Sebelumnya, majelis hakim Pengadilan Tindak Pidana Korupsi Jakarta telah menjatuhkan hukuman 13 tahun penjara terhadap Syafruddin Arsyad Temenggung. Selain itu, Syafruddin juga diganjar denda Rp700 juta subsidair tiga bulan kurungan.
Majelis hakim meyakini Syafruddin terbukti bersalah karena perbuatannya melawan hukum. Di mana, menurut hakim, Syafruddin telah melakukan penghapusbukuan secara sepihak terhadap utang pemilik saham BDNI tahun 2004.
Padahal, dalam rapat terbatas di Istana Merdeka, tidak ada perintah dari Presiden Megawati Soekarnoputri untuk menghapusbukukan utang tersebut.
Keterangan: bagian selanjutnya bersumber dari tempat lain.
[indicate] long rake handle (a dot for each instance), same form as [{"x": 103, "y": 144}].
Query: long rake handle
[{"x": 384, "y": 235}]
Dalam analisis yuridis, hakim juga berpandangan bahwa Syafruddin telah menandatangi surat pemenuhan kewajiban membayar utang terhadap obligor BDNI, Sjamsul Nursalim. Padahal, Sjamsul belum membayar kekurangan aset para petambak.
Syafruddin juga terbukti telah menerbitkan SKL BLBI kepada Sjamsul Nursalim. Penerbitan SKL BLBI itu menyebabkan negara kehilangan hak untuk menagih utang Sjamsul sebesar Rp4,58 triliun. Syafruddin pun tidak terima terhadap putusan tersebut. Pihak Syafruddin mengajukan upaya banding di tingkat Pengadilan Tinggi DKI atas putusan tersebut.
Di tingkat banding, vonis Syafruddin justru diperberat menjadi 15 tahun penjara dan denda Rp1 miliar subsidair 3 bulan kurungan. Putusan tersebut dibacakan oleh Hakim PT DKI pada 2 Januari 2019. Pertimbangan hakim di tingkat banding tidak jauh berbeda dengan putusan di tingkat pertama atau Pengadilan Tipikor.
Atas putusan tersebut, Syafruddin mengajukan upaya hukum kasasi ke MA. Sementara KPK, menerima hasil putusan di tingkat banding karena sudah sesuai dengan dengan argumentasi lembaga antirasuah dan fakta-fakta yang muncul di persidangan.